During the occupation, the city had a Ukrainian nationalist underground. In regard to the OUN, Kremenchug was a significant centre within the region because it was an important spot to head towards southern Ukraine and the Donbas, and so had at least several dozen people in its cells. Among its more notable members was Mykhailo Shchepandsky, who was editor of the Dnipro Wave, which initially printed German propaganda, criticism of earlier repressions by the Soviets such as the Holodomor, and heavily promoted the Ukrainian independence movement. The OUN was particularly active at the local history museum in 1941, showing exhibitions that also promoted a Ukrainian revival. They also organised a Prosvita society, which had over 100 members by the time the Germans and OUN started falling out, and a Ukrainian-language reading room and library. The city theatre also started running Ukrainian plays. However, the OUN cell still, at the same time in 1941, worked in ransoming prisoners of war out of the camps, mostly Ukrainians, which they did by showing the Germans forged paperwork via workers who worked in the German rear-area headquarters, although some would be killed for this.
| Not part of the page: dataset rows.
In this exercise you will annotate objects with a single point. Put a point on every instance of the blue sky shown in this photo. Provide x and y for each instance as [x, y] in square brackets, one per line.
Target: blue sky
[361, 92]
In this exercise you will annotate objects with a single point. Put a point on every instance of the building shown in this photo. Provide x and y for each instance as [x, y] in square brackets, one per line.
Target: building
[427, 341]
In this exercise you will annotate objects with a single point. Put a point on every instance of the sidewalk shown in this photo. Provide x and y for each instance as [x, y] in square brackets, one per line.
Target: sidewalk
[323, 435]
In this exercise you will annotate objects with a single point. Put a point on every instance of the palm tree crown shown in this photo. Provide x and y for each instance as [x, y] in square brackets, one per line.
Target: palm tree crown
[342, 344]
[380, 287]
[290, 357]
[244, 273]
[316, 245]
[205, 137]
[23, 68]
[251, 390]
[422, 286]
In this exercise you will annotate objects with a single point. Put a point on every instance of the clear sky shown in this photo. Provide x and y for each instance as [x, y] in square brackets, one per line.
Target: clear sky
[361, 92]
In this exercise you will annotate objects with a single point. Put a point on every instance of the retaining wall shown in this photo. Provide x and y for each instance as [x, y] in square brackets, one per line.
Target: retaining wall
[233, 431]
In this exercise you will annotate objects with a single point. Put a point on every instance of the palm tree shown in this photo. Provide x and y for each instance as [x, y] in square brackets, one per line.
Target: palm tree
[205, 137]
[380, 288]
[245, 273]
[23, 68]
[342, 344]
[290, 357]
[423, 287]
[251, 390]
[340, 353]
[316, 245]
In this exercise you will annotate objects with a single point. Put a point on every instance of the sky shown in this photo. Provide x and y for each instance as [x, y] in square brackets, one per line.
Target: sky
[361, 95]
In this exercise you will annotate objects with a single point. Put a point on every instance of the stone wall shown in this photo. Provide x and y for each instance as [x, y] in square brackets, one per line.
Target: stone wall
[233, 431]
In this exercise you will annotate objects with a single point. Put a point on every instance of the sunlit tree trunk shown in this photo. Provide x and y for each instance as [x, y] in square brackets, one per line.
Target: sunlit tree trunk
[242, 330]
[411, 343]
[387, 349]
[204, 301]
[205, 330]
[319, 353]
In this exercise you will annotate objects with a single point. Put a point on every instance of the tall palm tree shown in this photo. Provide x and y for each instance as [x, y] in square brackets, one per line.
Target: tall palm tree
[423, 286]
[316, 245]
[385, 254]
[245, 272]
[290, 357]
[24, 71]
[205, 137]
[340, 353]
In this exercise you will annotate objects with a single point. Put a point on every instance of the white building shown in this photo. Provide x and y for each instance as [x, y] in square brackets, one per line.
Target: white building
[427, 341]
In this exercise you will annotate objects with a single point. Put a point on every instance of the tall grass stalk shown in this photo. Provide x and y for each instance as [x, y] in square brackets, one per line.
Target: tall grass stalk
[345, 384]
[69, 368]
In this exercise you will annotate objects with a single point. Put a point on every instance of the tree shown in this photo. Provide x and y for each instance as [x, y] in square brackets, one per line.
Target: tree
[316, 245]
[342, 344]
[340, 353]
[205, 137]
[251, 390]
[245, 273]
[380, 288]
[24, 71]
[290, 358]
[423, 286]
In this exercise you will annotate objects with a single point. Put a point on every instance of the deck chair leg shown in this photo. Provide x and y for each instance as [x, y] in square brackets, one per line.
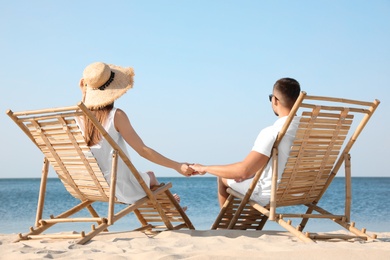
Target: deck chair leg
[184, 216]
[42, 191]
[293, 230]
[262, 222]
[44, 226]
[347, 225]
[222, 213]
[304, 221]
[103, 226]
[95, 215]
[238, 212]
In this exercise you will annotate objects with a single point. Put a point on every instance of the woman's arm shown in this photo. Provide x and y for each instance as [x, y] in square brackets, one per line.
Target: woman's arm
[238, 171]
[123, 126]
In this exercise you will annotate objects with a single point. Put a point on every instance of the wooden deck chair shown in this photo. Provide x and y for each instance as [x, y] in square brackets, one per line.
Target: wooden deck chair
[316, 155]
[56, 134]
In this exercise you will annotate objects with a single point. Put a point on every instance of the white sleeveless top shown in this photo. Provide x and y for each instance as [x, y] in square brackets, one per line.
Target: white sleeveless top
[128, 190]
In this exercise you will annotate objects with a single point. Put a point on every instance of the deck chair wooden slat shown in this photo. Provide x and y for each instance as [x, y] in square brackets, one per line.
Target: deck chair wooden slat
[56, 133]
[321, 146]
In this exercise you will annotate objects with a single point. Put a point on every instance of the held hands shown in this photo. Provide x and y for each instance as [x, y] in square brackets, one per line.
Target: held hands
[198, 169]
[188, 170]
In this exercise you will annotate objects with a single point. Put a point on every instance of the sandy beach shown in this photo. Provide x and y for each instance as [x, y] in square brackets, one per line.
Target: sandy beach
[203, 244]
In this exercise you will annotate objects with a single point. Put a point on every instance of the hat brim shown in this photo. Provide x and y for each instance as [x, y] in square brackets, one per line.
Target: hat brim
[123, 81]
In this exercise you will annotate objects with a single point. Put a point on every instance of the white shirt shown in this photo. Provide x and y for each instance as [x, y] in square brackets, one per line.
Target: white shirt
[263, 144]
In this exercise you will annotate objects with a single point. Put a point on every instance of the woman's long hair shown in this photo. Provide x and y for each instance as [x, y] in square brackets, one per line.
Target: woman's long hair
[91, 135]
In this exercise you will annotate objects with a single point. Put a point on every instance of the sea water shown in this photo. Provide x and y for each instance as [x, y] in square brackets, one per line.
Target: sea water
[18, 202]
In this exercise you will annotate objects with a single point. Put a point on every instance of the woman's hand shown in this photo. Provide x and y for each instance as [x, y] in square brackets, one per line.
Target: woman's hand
[198, 169]
[185, 169]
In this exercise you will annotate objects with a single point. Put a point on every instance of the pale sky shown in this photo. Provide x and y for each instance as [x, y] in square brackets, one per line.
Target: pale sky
[204, 70]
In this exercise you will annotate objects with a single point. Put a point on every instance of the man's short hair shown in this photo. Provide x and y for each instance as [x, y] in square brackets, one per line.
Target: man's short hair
[289, 88]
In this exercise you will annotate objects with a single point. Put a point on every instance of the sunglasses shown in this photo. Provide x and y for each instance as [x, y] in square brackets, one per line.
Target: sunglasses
[270, 97]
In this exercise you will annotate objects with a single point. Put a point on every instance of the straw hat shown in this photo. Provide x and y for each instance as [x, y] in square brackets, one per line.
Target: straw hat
[105, 83]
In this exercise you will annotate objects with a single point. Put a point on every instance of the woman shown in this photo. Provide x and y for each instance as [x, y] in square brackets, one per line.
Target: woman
[101, 85]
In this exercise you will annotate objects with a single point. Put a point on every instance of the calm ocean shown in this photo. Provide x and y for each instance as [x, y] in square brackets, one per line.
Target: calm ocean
[18, 197]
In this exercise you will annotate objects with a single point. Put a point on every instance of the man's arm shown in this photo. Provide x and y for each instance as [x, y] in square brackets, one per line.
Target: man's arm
[238, 171]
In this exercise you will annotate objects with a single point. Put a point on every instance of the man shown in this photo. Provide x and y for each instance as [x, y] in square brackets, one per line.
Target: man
[239, 175]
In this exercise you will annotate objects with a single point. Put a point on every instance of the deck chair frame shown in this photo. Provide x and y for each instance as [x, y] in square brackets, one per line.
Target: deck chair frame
[314, 160]
[56, 134]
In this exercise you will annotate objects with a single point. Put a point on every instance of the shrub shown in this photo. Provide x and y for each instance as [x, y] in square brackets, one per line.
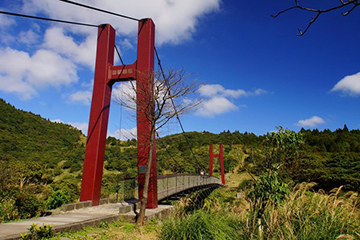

Thus, this relationship between the Germans and the OUN did not last long, as by the winter of 1942, a SS-Sonderkommando of the Sicherheitsdienst known as Karl Julius Plath arrived in the city and ordered the Germans and the 213th Security Division to arrest Ukrainian nationalists. They first began by seizing OUN carriers, and then captured participants and shot them. They soon after arrested the museum staff and Ukrainian-language interpreters, although leaflets calling for Ukrainian independence and denouncing the Germans also appeared throughout the rest of the German occupation.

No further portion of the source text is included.